Alright, that must be all for now because poor brain is feeling highly drained as it has become unaccustomed to doing intellectual stuff (opps!) like typing this entry. So, as always, I try my best not to write into unchartered territory and as always though I've yet to specify but I'll do so right now, the opinions expressed here are solely that of the author and are in no part a representation of the organization he is apart of. Once again, I don't believe in outright criticism , threats or slander online because it's one plain pussy behavior and more importantly, it would get me into alot of trouble.
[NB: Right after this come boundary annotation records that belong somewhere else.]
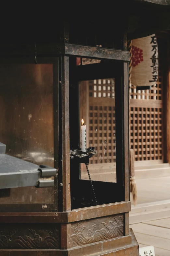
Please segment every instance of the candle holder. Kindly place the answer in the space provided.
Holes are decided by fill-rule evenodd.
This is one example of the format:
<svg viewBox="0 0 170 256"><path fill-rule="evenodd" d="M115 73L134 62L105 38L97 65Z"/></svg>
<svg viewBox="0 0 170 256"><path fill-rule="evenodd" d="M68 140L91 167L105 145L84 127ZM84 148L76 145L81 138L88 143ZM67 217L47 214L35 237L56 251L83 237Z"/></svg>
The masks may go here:
<svg viewBox="0 0 170 256"><path fill-rule="evenodd" d="M81 148L77 149L71 149L70 151L70 157L71 159L74 159L78 162L84 163L89 163L89 158L94 155L96 156L97 151L94 147L90 146L87 149L87 151L83 152Z"/></svg>
<svg viewBox="0 0 170 256"><path fill-rule="evenodd" d="M95 150L94 147L91 146L90 143L90 147L87 148L86 151L84 152L82 151L81 148L80 148L77 149L71 149L70 151L70 159L74 159L77 162L85 163L86 165L92 190L93 195L95 204L96 205L98 205L98 202L97 200L94 187L90 177L89 171L88 168L88 165L89 163L89 158L92 157L94 155L96 156L97 154L97 151Z"/></svg>

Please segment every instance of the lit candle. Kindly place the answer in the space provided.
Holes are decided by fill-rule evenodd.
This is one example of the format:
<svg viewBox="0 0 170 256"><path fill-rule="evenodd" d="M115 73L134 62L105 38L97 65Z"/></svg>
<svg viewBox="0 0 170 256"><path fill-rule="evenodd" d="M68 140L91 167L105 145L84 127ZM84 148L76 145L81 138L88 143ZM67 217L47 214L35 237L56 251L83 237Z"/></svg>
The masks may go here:
<svg viewBox="0 0 170 256"><path fill-rule="evenodd" d="M82 125L81 127L81 151L86 151L86 126L84 125L83 119L81 119Z"/></svg>

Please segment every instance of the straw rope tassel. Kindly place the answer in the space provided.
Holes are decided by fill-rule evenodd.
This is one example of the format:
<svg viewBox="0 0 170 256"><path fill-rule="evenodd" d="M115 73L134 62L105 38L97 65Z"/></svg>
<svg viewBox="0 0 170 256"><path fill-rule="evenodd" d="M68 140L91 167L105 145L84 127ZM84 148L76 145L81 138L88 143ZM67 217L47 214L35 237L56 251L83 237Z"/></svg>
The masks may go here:
<svg viewBox="0 0 170 256"><path fill-rule="evenodd" d="M132 75L132 41L128 41L128 50L130 53L130 61L129 62L129 103L130 105L130 88L131 86L131 77ZM129 115L129 126L130 125L130 116ZM130 128L129 127L129 138L130 138ZM129 148L130 148L130 139L129 140ZM137 191L136 183L135 176L134 161L135 157L133 149L130 149L130 192L131 193L134 205L135 205L137 199Z"/></svg>

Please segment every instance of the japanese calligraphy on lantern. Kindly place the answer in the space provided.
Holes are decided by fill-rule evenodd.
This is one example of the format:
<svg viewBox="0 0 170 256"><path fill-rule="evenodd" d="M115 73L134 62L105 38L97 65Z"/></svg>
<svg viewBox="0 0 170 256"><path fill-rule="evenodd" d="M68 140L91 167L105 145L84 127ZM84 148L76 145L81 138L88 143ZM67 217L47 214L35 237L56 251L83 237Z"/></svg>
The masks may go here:
<svg viewBox="0 0 170 256"><path fill-rule="evenodd" d="M154 85L158 77L158 51L155 35L132 40L131 52L132 85Z"/></svg>
<svg viewBox="0 0 170 256"><path fill-rule="evenodd" d="M158 76L158 50L157 44L157 40L155 35L151 36L150 43L152 46L152 51L153 55L150 59L152 61L152 64L150 66L153 69L152 79L149 80L150 82L157 82Z"/></svg>
<svg viewBox="0 0 170 256"><path fill-rule="evenodd" d="M139 256L155 256L153 246L147 246L139 248Z"/></svg>

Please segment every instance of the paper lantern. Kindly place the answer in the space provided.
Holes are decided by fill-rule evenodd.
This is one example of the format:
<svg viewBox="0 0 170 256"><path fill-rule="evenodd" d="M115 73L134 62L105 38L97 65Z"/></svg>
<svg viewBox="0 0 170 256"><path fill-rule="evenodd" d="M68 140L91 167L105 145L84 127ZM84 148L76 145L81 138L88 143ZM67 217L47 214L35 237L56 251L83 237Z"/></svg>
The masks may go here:
<svg viewBox="0 0 170 256"><path fill-rule="evenodd" d="M135 86L149 86L157 81L158 52L155 34L132 41L131 82Z"/></svg>

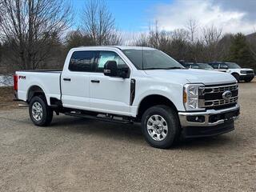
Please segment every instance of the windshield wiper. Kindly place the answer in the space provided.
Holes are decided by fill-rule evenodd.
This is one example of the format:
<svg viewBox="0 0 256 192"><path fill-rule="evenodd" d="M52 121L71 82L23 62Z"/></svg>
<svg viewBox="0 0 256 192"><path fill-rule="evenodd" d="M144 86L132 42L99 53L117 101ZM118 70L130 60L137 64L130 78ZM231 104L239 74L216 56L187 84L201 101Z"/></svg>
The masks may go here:
<svg viewBox="0 0 256 192"><path fill-rule="evenodd" d="M180 66L172 66L172 67L167 67L166 70L177 70L177 69L186 69L185 67L180 67Z"/></svg>
<svg viewBox="0 0 256 192"><path fill-rule="evenodd" d="M171 66L171 67L150 67L150 68L146 68L144 70L176 70L176 69L186 69L185 67L180 67L180 66Z"/></svg>

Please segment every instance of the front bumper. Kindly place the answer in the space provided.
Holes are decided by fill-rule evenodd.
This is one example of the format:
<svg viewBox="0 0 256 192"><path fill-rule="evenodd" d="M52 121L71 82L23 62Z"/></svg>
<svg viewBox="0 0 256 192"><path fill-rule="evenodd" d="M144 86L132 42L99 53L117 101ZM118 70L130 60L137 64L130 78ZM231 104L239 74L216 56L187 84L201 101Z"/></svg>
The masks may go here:
<svg viewBox="0 0 256 192"><path fill-rule="evenodd" d="M180 123L185 126L212 126L223 124L227 120L234 120L238 117L240 106L222 110L207 110L202 112L178 112ZM198 117L198 121L196 118Z"/></svg>
<svg viewBox="0 0 256 192"><path fill-rule="evenodd" d="M234 130L234 120L239 115L240 106L223 110L207 110L203 112L179 112L178 116L185 138L214 136ZM198 117L198 118L196 118Z"/></svg>

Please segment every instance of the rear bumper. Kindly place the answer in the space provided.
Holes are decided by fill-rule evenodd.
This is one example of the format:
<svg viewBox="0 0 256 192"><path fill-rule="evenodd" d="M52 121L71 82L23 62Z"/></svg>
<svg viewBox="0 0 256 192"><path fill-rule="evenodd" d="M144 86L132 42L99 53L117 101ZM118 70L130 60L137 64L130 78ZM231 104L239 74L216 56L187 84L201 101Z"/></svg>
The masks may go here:
<svg viewBox="0 0 256 192"><path fill-rule="evenodd" d="M178 116L185 137L206 137L233 130L234 121L239 115L240 106L202 112L179 112Z"/></svg>

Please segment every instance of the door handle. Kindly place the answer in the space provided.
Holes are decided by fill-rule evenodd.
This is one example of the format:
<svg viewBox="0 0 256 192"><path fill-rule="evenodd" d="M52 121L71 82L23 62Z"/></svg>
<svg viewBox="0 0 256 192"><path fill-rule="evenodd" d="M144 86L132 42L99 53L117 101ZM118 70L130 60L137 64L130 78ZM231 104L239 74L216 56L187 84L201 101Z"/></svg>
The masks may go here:
<svg viewBox="0 0 256 192"><path fill-rule="evenodd" d="M100 81L99 80L90 80L91 82L96 82L96 83L99 83Z"/></svg>
<svg viewBox="0 0 256 192"><path fill-rule="evenodd" d="M64 81L71 82L71 78L63 78Z"/></svg>

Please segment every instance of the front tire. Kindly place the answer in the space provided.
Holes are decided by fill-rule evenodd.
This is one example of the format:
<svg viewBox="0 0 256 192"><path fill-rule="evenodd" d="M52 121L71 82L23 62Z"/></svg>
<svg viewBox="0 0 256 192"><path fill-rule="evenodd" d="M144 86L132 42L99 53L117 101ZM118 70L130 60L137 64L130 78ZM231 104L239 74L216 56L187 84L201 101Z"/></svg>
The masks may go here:
<svg viewBox="0 0 256 192"><path fill-rule="evenodd" d="M32 98L30 102L30 117L33 123L38 126L49 126L53 119L54 113L47 105L44 96Z"/></svg>
<svg viewBox="0 0 256 192"><path fill-rule="evenodd" d="M152 106L142 115L142 129L146 141L150 146L170 148L180 130L177 113L167 106Z"/></svg>

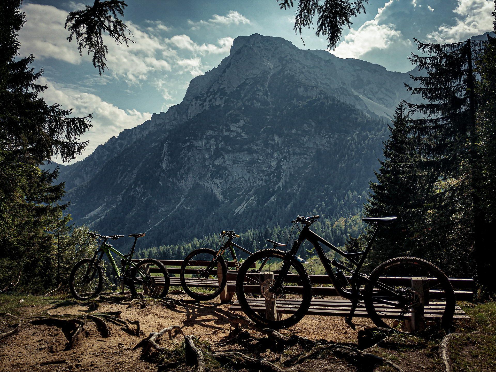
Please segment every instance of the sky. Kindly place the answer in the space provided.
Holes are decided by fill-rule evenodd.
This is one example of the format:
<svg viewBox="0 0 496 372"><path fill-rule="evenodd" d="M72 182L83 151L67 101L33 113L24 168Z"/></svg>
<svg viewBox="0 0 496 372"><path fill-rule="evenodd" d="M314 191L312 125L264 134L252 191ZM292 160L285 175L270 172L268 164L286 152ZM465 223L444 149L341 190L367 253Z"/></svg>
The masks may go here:
<svg viewBox="0 0 496 372"><path fill-rule="evenodd" d="M327 49L325 38L314 30L304 31L304 43L293 29L296 8L280 10L276 0L126 3L123 20L135 42L126 47L106 40L109 69L101 76L91 56L80 56L76 43L66 40L63 27L68 12L92 0L31 0L21 7L26 23L19 33L20 57L33 54L32 66L44 68L45 101L73 108L75 116L93 114L93 127L81 138L89 144L76 161L152 113L180 103L191 79L218 65L238 36L257 33L300 49ZM407 56L416 51L414 38L453 43L491 31L494 8L492 0L370 0L366 13L352 19L329 52L406 72L413 68Z"/></svg>

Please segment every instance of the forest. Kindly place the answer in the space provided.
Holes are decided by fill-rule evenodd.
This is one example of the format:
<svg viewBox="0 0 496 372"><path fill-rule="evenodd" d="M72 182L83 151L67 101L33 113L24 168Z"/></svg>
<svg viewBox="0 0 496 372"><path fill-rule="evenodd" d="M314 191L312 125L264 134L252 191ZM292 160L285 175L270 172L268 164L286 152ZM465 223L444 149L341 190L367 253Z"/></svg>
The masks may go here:
<svg viewBox="0 0 496 372"><path fill-rule="evenodd" d="M48 105L40 97L47 89L37 82L43 71L30 67L32 56L18 57L17 34L25 22L20 4L2 2L0 15L0 291L43 293L63 287L73 263L95 248L84 234L87 228L74 226L64 213L65 191L57 181L58 169L39 168L55 155L67 161L80 154L87 144L78 138L91 127L92 118L74 118L70 109ZM111 36L125 43L120 39L125 26L115 13L124 11L120 6L103 14L114 11L115 18L107 19L116 22ZM88 48L95 53L93 62L101 74L104 49L97 48L98 42L85 42L84 33L75 33L79 21L84 23L68 19L73 26L71 37L79 40L80 51ZM304 21L297 20L305 26ZM339 39L332 35L331 46ZM448 44L415 43L418 51L409 59L422 74L412 76L412 86L405 89L424 103L400 103L389 132L377 134L386 139L375 174L370 175L374 180L370 192L352 190L341 200L315 200L308 212L324 215L314 225L316 232L349 250L370 238L361 217L397 215L399 223L379 236L370 267L392 257L419 256L448 275L475 278L489 296L496 291L491 234L496 222L496 39L488 35ZM254 251L266 247L267 239L291 244L291 230L289 224L262 221L237 232L241 234L238 243ZM191 242L144 248L137 255L180 258L219 243L212 231ZM301 255L311 254L311 248L306 247Z"/></svg>

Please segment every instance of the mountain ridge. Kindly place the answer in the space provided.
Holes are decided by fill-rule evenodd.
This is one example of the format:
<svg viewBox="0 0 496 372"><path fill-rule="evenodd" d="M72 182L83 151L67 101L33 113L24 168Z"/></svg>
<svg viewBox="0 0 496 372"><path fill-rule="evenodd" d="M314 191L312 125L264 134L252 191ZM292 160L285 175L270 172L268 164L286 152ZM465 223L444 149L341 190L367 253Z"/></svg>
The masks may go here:
<svg viewBox="0 0 496 372"><path fill-rule="evenodd" d="M69 212L92 228L151 232L149 245L283 223L294 208L338 208L350 191L360 209L407 74L347 61L237 38L181 103L62 170Z"/></svg>

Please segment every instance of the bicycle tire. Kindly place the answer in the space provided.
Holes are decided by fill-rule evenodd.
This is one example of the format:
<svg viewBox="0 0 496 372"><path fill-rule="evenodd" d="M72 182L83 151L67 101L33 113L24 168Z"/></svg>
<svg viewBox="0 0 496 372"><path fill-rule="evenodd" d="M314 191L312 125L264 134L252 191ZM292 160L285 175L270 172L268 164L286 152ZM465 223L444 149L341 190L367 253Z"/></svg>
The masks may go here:
<svg viewBox="0 0 496 372"><path fill-rule="evenodd" d="M295 275L292 272L290 273L292 278L290 278L289 276L287 276L286 278L288 279L286 280L288 281L285 281L285 283L298 284L299 287L301 287L301 289L299 292L293 292L296 290L293 289L292 288L294 288L293 287L292 289L288 289L286 292L283 293L284 297L281 296L276 299L276 308L279 307L281 309L291 309L292 310L296 309L296 311L292 313L292 315L289 315L285 319L271 319L267 318L264 314L260 315L261 313L257 312L253 308L257 307L257 301L259 303L260 300L263 301L263 298L264 295L262 293L262 288L263 288L264 282L258 283L260 286L260 293L261 296L260 298L253 297L247 299L247 294L245 293L244 287L246 283L247 286L251 286L251 288L247 287L247 293L249 293L248 291L253 291L253 282L254 280L256 280L256 275L259 275L259 277L260 277L259 274L257 273L255 274L255 277L254 277L253 274L248 273L248 270L252 268L253 265L256 265L257 261L261 259L266 259L266 263L264 263L264 265L266 265L266 262L269 262L271 257L274 257L275 259L279 260L284 260L286 257L287 254L286 252L273 248L259 250L249 256L243 263L240 269L236 280L236 294L238 301L245 313L248 317L257 324L274 329L280 329L294 325L305 315L309 308L310 307L310 303L311 301L311 283L310 281L310 277L309 276L308 273L303 265L294 257L289 258L291 261L291 267L294 268L296 270L298 277L295 278ZM270 269L270 263L268 267ZM290 270L291 269L291 267ZM277 270L275 271L277 271ZM247 275L247 274L248 275ZM291 279L294 280L292 280L292 283L290 283L289 280ZM261 279L259 280L261 281ZM289 288L290 287L292 286L287 286L286 288ZM297 298L295 298L296 297ZM259 305L258 306L259 307ZM285 312L284 315L288 315L291 313L292 313L290 312Z"/></svg>
<svg viewBox="0 0 496 372"><path fill-rule="evenodd" d="M76 289L75 277L76 273L78 272L78 269L85 264L90 264L90 267L94 267L96 269L98 274L98 279L97 284L95 287L94 291L89 292L90 294L89 296L81 296L82 294L78 293L78 291ZM70 272L70 276L69 278L69 288L70 290L70 293L72 294L72 296L76 300L84 301L85 300L93 298L93 297L96 297L98 296L98 295L100 294L100 293L102 291L102 287L103 285L103 270L102 269L101 266L97 264L90 258L85 258L77 262L76 264L74 265L74 267L72 268L72 271ZM88 292L86 293L87 293Z"/></svg>
<svg viewBox="0 0 496 372"><path fill-rule="evenodd" d="M406 268L406 265L411 265L411 269ZM402 269L401 266L403 266L405 268ZM388 317L391 318L391 316L393 315L394 311L397 312L399 311L399 314L396 318L400 321L409 316L405 316L406 312L404 314L402 313L404 310L408 310L408 307L411 306L411 304L409 305L408 304L406 305L405 304L401 304L398 302L397 308L396 309L392 306L389 308L387 307L388 305L378 305L380 303L380 299L387 299L386 297L382 296L380 292L380 288L383 288L381 286L389 285L385 282L387 279L385 279L384 277L392 276L401 277L404 276L403 274L401 274L402 270L404 270L403 272L405 273L411 272L411 278L413 277L413 275L417 277L426 278L426 279L423 280L423 282L425 281L425 283L423 283L422 285L425 285L427 288L429 288L429 291L427 293L429 294L429 297L431 298L430 300L429 298L424 300L425 302L427 303L427 304L424 304L424 306L429 306L429 301L432 300L440 300L438 303L440 305L437 306L436 311L438 311L439 313L441 313L442 312L442 315L441 316L440 321L438 322L441 328L447 329L451 324L456 305L453 286L447 277L440 269L428 261L415 257L399 257L391 258L379 264L374 269L371 274L369 276L370 282L365 286L364 296L365 307L369 316L372 321L378 327L392 328L395 327L392 326L391 324L384 321L384 319ZM398 275L389 275L395 273L398 273ZM406 276L408 277L408 275ZM381 279L381 277L382 277L383 279ZM407 284L407 286L408 286ZM412 297L412 295L410 294L411 293L413 293L415 296L418 296L418 292L416 292L411 287L409 288L408 286L400 287L397 286L394 289L394 291L398 293L403 291L403 293L406 294L405 296L409 295L410 297ZM390 299L393 298L393 297L391 297ZM374 302L374 299L376 302ZM411 301L418 301L418 300ZM444 305L443 305L443 303ZM431 304L433 307L435 306L435 304L433 304L432 302ZM400 331L408 333L404 330Z"/></svg>
<svg viewBox="0 0 496 372"><path fill-rule="evenodd" d="M158 276L153 276L147 272L146 282L143 283L142 279L141 279L141 275L139 275L139 279L137 279L136 278L137 276L139 275L138 273L138 271L140 268L146 265L156 266L156 269L154 269L155 272L152 273L156 273L159 275ZM161 275L162 275L161 277ZM136 287L140 283L143 283L143 290L142 293L143 296L154 298L161 298L167 296L167 293L169 292L169 288L171 282L169 275L169 271L167 270L167 268L164 266L163 264L158 260L153 258L146 258L140 260L139 262L136 264L136 267L131 269L131 276L133 278L133 280L129 281L129 289L131 292L131 296L133 297L137 297L139 296L138 291L136 290ZM163 277L163 280L161 279L162 277ZM139 286L138 287L139 287ZM139 292L141 293L141 290ZM145 293L145 292L147 292L147 293Z"/></svg>
<svg viewBox="0 0 496 372"><path fill-rule="evenodd" d="M214 257L217 254L217 252L216 252L213 249L211 249L208 248L200 248L197 249L195 249L192 252L188 254L186 258L185 258L184 261L183 261L183 264L181 265L181 272L179 274L180 279L181 281L181 285L183 286L183 289L184 291L186 292L186 294L194 300L197 300L200 301L207 301L210 300L213 300L217 296L218 296L221 292L224 290L224 287L226 286L226 284L227 283L227 264L226 263L226 261L224 260L224 257L222 256L219 256L217 257L217 261L218 264L220 265L220 268L221 270L221 275L222 276L222 278L221 279L220 283L219 283L218 279L218 274L217 275L218 283L219 283L219 286L216 290L215 290L213 293L207 294L207 293L201 293L197 292L195 292L193 290L193 288L195 288L197 286L201 286L202 285L206 285L207 283L205 282L203 283L201 282L202 280L205 281L206 280L209 280L211 281L212 279L209 279L208 278L204 278L203 279L198 278L198 281L196 284L196 286L194 285L194 282L193 281L193 279L194 279L192 277L191 278L187 278L187 281L189 283L189 285L188 286L188 283L186 281L186 275L188 275L186 274L186 269L191 269L191 268L196 268L198 267L198 265L192 265L190 264L190 262L193 261L196 261L197 260L193 260L192 258L194 258L195 256L197 256L200 254L204 254L207 257L209 256L212 256L212 258L210 259L207 259L207 261L211 261L213 259ZM195 268L198 271L201 271L201 269ZM218 272L218 270L217 268L214 268L214 270L217 270ZM211 284L209 283L208 284ZM215 283L214 283L215 284ZM197 288L202 288L201 287L196 287ZM212 287L208 287L212 288ZM215 287L213 287L215 288Z"/></svg>

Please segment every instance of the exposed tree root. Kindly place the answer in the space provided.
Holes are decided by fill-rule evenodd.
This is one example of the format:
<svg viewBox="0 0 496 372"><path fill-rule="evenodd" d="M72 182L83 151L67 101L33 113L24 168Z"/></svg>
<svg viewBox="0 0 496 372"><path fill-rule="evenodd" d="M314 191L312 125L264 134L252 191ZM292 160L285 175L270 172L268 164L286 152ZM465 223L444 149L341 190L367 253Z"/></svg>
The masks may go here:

So I sincerely hope my post today as have all my other posts been would serve to entertain readers and provide a tongue in cheek account of whatever shit that's been coming my way. Once again, your long suffering and slightly anonymous (As I would like to believe) author, nofing.

Saturday, January 12, 2008

2008 first post!

Yes, it's the start of the new year, new school, new clothes, new friends, new haircut and well essentially everything's new. Except of course my rifle which the sergeants refer to in most polite terms as a prostitute. But well what can I say? Welcome to the SAF. And that's all I'll say about the SAF no thanks to the Official Secrets Acts chapter something which says I shouldn't say bad or untrue things about SAF and given my rather imaginative writing, I guess I had better steer clear of any matters related to the SAF. So yes the only thing you can take away from this entry about the SAF is, the m16 is a prostitute. Lol.

So, for the first time in 12 years, I kicked off a new year without books, or any forewarning of "This is a very important year so you guys better buck up." Oh no, this year began with "You guys better buck up before we fuck you upside down." Anyway, that's beside the point. Today I want to talk about doggie sex. No actually I don't want to but then there's really nothing else much to talk about is there? I mean I spend almost all my time in the new Bintan resort north of Singapore and I'm not allowed to talk about my time there.

Alright, I shall make my New Year resolutions then since one, I haven't made them even though we'll well into the new year and two, there's nothing else to talk about. So here comes my 2008 resolutions and for the record, I've not kept up with my 2007 resolutions so I don't think this will be any different but what the hell.

1. I will learn not to put David and chao keng (Hokkien for slacker) in the same sentence.
2. I will learn to differentiate fatigue work from sai kang. (Some foreign language for fatigue work)
3. I will however learn to put sai kang warrior and chao keng in the same sentence.
4. I will realise that David is a sai kang warrior too therefore resolution 1 is void. Great.
5. I will not mention doggie sex again.